Oddly the encoding schemes proposed by ISO 10646 universally sucked. Unicode walked into that vacuum with their first cock up - 16 bits was enough for anybody. It was not just dumb because it was wrong - it was dumb because they didn't propose unique encoding. They gave us BOM markers instead. Double fail. They didn't win because the one thing they added, their UCS-2 encoding, was any better than what came before. They somehow managed to turn it into a Europe vs USA popularity contest. Nicely played.

Then Unicode and 10646 became the same thing. They jointly continued on in the same manner as before, inventing new encodings to paper over the UCS-2 mistake. Those new encodings all universally sucked. The encoding we programmers use today, UTF-8, was invented by, surprise, surprise, a programmer who was outside of Unicode / 10646 group think. It was popularised at a programmers conference, USENIX, and from there on it was obvious was going to be used regardless of what Unicode / 10646 thought of it, so they accepted it.

If Perl6 is any indication, the programmers are getting the shits with the current mess. Perl6 has explicitly added functions that treat text as a stream of grapheme's rather than Unicode code points. The two are the same of course except when your god damned compositions rear their ugly head - all they do is eliminate that mess. Maybe you should take note. Some programmers have already started using something other than Unicode because it makes their jobs easier. If it catches on you are going to find out real quickly just how much the users care about the encoding scheme computers use for text.

None of this is to trivialise the task of assigning code points to grapheme's. It's huge task. But for pete's sake don't over inflate your ego's by claiming you are doing some great service for mankind. The only thing on the planet that uses the numbers Unicode assigns to characters as is computers. Computers are programmed by one profession - programmers. Your entire output is consumed by that one profession. Yet for all the world what you've written here seems to say Unicode has some higher purpose, and you are optimising for that, whatever it may be.

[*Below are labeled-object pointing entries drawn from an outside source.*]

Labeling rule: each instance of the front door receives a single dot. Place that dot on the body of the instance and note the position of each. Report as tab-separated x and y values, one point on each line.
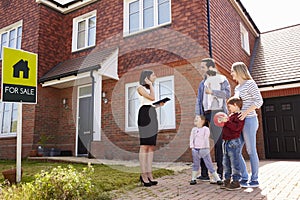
281	123
84	126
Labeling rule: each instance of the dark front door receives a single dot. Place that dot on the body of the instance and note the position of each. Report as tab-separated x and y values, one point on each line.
84	126
281	123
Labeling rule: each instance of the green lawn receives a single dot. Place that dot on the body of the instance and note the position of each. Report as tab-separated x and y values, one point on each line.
107	179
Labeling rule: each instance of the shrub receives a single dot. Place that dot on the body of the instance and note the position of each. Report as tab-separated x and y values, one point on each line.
59	183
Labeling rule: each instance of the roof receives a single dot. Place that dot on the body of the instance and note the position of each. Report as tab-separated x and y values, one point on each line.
78	65
277	59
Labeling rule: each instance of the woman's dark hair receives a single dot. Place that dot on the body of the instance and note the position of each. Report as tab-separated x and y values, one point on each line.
144	74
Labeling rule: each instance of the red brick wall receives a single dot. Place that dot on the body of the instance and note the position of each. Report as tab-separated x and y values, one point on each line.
174	49
226	36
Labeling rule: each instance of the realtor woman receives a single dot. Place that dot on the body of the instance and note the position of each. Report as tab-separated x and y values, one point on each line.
148	126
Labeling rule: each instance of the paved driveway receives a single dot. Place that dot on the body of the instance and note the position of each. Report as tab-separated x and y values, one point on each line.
278	180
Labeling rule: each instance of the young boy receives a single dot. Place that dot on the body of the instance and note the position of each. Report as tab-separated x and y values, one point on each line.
232	145
199	143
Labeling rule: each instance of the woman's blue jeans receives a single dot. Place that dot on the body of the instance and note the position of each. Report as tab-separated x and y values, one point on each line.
248	137
231	159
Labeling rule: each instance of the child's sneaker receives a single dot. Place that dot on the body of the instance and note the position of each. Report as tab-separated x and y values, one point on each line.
244	183
193	182
225	184
203	178
253	184
234	185
215	179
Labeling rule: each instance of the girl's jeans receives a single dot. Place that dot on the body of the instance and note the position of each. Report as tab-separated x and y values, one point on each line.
248	137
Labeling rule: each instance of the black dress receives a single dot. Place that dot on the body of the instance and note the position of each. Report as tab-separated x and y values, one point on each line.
148	125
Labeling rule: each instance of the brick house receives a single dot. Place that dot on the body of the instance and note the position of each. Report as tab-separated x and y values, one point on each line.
275	67
90	55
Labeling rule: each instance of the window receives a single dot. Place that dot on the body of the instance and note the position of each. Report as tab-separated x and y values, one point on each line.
164	87
11	36
84	31
141	15
245	39
8	119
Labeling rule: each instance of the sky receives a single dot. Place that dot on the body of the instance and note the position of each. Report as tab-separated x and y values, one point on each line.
273	14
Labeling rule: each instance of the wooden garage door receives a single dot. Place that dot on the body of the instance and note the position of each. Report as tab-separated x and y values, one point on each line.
281	124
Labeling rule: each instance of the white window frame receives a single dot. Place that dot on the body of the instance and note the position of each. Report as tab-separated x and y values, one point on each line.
76	21
8	114
17	36
245	39
170	105
126	30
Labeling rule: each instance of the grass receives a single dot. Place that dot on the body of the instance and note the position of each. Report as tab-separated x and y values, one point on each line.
108	179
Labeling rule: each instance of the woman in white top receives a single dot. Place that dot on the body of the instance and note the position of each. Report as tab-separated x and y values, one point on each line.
248	91
148	126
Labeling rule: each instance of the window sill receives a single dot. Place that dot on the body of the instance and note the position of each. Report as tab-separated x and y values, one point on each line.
126	34
7	136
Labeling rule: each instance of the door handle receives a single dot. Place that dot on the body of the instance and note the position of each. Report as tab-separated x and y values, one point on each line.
86	132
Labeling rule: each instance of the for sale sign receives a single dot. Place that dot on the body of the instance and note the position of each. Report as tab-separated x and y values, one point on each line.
19	76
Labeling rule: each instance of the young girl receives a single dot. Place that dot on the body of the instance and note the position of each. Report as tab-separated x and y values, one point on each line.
199	143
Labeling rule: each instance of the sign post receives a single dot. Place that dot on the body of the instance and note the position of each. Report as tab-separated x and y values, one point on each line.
19	84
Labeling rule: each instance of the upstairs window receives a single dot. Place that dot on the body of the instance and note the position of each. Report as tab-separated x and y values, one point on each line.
245	39
8	119
11	36
84	31
164	87
142	15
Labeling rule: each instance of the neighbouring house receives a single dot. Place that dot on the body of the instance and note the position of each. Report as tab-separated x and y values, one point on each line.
90	55
276	69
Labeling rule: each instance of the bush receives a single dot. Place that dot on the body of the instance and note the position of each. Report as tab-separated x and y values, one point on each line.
59	183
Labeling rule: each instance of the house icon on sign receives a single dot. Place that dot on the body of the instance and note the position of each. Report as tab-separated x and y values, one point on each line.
21	66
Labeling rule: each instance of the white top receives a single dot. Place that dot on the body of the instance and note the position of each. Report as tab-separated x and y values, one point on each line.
211	102
250	95
144	100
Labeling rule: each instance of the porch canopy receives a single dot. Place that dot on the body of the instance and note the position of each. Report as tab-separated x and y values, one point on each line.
96	66
76	71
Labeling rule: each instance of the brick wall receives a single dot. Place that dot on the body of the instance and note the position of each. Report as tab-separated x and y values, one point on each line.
174	49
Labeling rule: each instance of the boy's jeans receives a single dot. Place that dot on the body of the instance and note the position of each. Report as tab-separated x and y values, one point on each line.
248	137
231	159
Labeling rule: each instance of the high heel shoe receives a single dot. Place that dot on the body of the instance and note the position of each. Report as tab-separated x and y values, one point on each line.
148	184
152	182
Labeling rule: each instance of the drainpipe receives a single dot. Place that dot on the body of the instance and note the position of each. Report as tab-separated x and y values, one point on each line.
92	120
257	39
208	28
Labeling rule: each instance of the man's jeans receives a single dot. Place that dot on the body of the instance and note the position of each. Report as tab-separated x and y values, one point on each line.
231	159
215	134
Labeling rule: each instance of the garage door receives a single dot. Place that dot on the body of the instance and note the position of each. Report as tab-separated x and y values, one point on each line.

For gods same come down to earth.

lizmat · on Dec 7, 2019

Thank you for your reference to Perl 6. Please note that Perl 6 has been renamed to "Raku" (https://raku.org) using #rakulang as a tag for social media.

Please also not that all string handling in Raku (the `Str` class) is based on graphemes, not just some added functions. This e.g. means that a newline is always 1 grapheme (regardless of whether it was a CR or LF or CRLF). And that for é there is no difference between é (LATIN SMALL LETTER E WITH ACUTE aka 0x00E9) and (LATIN SMALL LETTER E, COMBINING ACUTE ACCENT aka 0x0065, 0x0301).

Please note that for any combination between characters and combiners for which there does not exist a composed version in Unicode, Raku will create synthetic codepoints on the fly. This ensures that you can consider your texts as graphemes, but still be able to roundtrip strange combinations.